Fitch retains Ratings of 9 Indian Banks, but warns of pressure on asset quality
The Indian banking sector faces a challenging economic environment; although the new government's clear electoral mandate gives it the ability to pursue far-reaching economic reforms. Uncertainties and risks remain regarding implementation of key policies necessary to achieve the government's growth and fiscal deficit targets. Fitch has increased its real GDP growth forecast for the financial year ending March 2016 (FY16) to 6.5% from 6.0% and projects real GDP growth to pick up to 5.5% in FY15 from 4.7% in FY14.

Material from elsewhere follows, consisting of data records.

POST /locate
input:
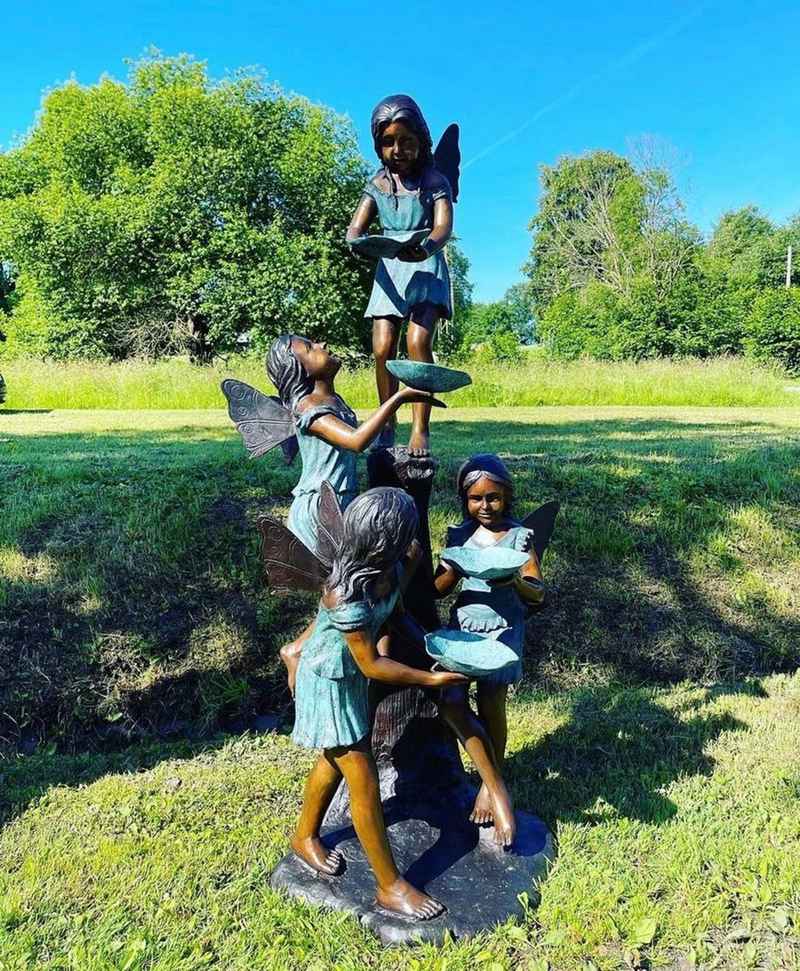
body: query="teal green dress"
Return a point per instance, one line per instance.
(400, 286)
(497, 613)
(331, 693)
(321, 462)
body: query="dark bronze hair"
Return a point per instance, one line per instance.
(378, 529)
(287, 373)
(401, 107)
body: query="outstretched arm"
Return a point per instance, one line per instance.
(378, 667)
(528, 582)
(362, 218)
(445, 579)
(336, 432)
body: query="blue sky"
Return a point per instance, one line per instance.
(528, 82)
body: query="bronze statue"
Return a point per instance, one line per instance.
(494, 609)
(412, 195)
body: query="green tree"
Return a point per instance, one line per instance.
(176, 212)
(774, 327)
(450, 337)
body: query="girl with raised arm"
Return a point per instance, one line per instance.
(496, 610)
(345, 649)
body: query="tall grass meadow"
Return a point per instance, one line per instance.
(177, 384)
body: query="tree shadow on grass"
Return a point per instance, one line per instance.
(25, 411)
(616, 753)
(156, 607)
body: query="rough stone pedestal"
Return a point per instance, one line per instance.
(426, 795)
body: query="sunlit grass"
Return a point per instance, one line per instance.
(721, 382)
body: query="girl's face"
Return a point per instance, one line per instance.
(486, 502)
(317, 360)
(399, 148)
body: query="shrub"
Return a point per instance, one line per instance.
(774, 328)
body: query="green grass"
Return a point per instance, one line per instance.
(722, 382)
(676, 811)
(130, 601)
(130, 591)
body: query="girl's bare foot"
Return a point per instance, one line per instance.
(401, 898)
(483, 810)
(313, 852)
(505, 825)
(419, 443)
(290, 655)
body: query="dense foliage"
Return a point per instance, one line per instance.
(175, 212)
(617, 272)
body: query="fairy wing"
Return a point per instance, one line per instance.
(541, 521)
(262, 421)
(447, 157)
(288, 563)
(331, 525)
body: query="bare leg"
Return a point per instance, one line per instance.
(290, 655)
(492, 712)
(394, 892)
(454, 708)
(385, 332)
(419, 342)
(320, 788)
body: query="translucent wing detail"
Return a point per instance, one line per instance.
(447, 157)
(542, 521)
(262, 421)
(289, 564)
(331, 526)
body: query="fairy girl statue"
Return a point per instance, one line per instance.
(310, 417)
(413, 190)
(346, 647)
(494, 610)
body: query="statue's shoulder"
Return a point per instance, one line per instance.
(436, 181)
(458, 535)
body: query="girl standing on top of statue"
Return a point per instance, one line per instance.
(408, 192)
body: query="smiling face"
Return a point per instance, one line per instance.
(317, 360)
(399, 148)
(486, 502)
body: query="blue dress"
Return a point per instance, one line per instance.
(321, 461)
(495, 612)
(331, 693)
(400, 286)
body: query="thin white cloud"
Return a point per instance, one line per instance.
(632, 56)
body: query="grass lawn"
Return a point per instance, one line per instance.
(654, 730)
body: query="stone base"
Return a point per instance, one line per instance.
(453, 860)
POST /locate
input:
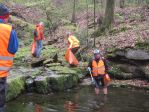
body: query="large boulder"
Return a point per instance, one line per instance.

Asset quality at state-owned banks remains under pressure, while certain large banks' non-performing loans (NPLs) and restructured loans have grown at a slower pace in the recent two quarters. Early signs of deleveraging in the corporate sector are encouraging. However, a recent court ruling that the government's allocations of coal assets in 1993-2009 were illegal has cast a shadow on asset quality. However, the impact of the ruling may be less onerous than expected if productive assets are allowed to continue operating without disruption.
Fitch expects the pressure on asset quality at the rated banks to persist for another couple of quarters. The banks, particularly the state-owned ones, will increasingly focus on raising capital to meet more stringent capital requirements under the Basel III regulatory framework, which will be progressively implemented in India.